It's a fine wild essay!
If he had been born in France, and not at the maternity hospital of the “Sœurs de la Miséricorde” in Montreal, on 17 April 1968, we might have been talking about the “sixty-eigth” syndrome to try and explain the incredible career of Éric Lamaze, a gifted modern show jumper. A journey made up of many highs and many lows; a journey of life, like those he has always drawn with mad talent on the finest show jumping grounds in the world, that is to say at breakneck speed, without “picking up”, as we say in equestrian jargon.

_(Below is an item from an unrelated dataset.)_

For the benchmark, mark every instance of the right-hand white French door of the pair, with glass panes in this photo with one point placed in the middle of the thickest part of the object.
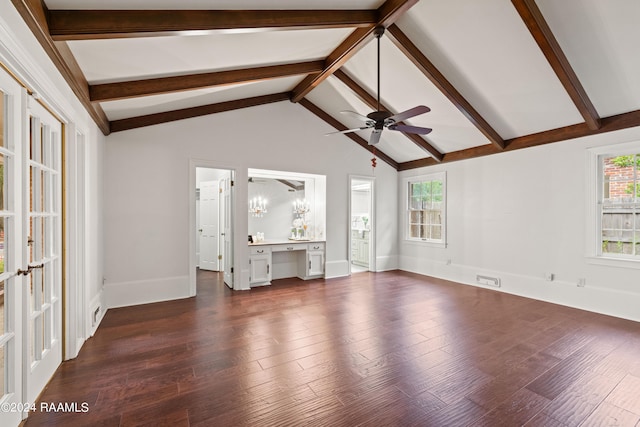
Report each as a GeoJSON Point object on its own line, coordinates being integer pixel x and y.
{"type": "Point", "coordinates": [42, 231]}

From strokes of genius, like the one that landed him on the top step of the Olympic podium at the Beijing Olympics in 2008, to blows of fate, like the loss of his magnificent companion of fortune, the famous stallion Hickstead, under his saddle three years later, on 6 November 2011 in Verona, Éric Lamaze has always found the energy to bounce back. But now, in his fifties, the Quebec lad is facing the only real challenge that matters: living! Suffering from a brain tumour for the past half-dozen years, he's been working hard at it, with that elusive character that Kamel Boudra, who through encounters as numerous as those available to a TV equestrian sports commentator, sometimes rare in intensity and intimacy, has tried to capture in Gagner pour survivre. A fine essay.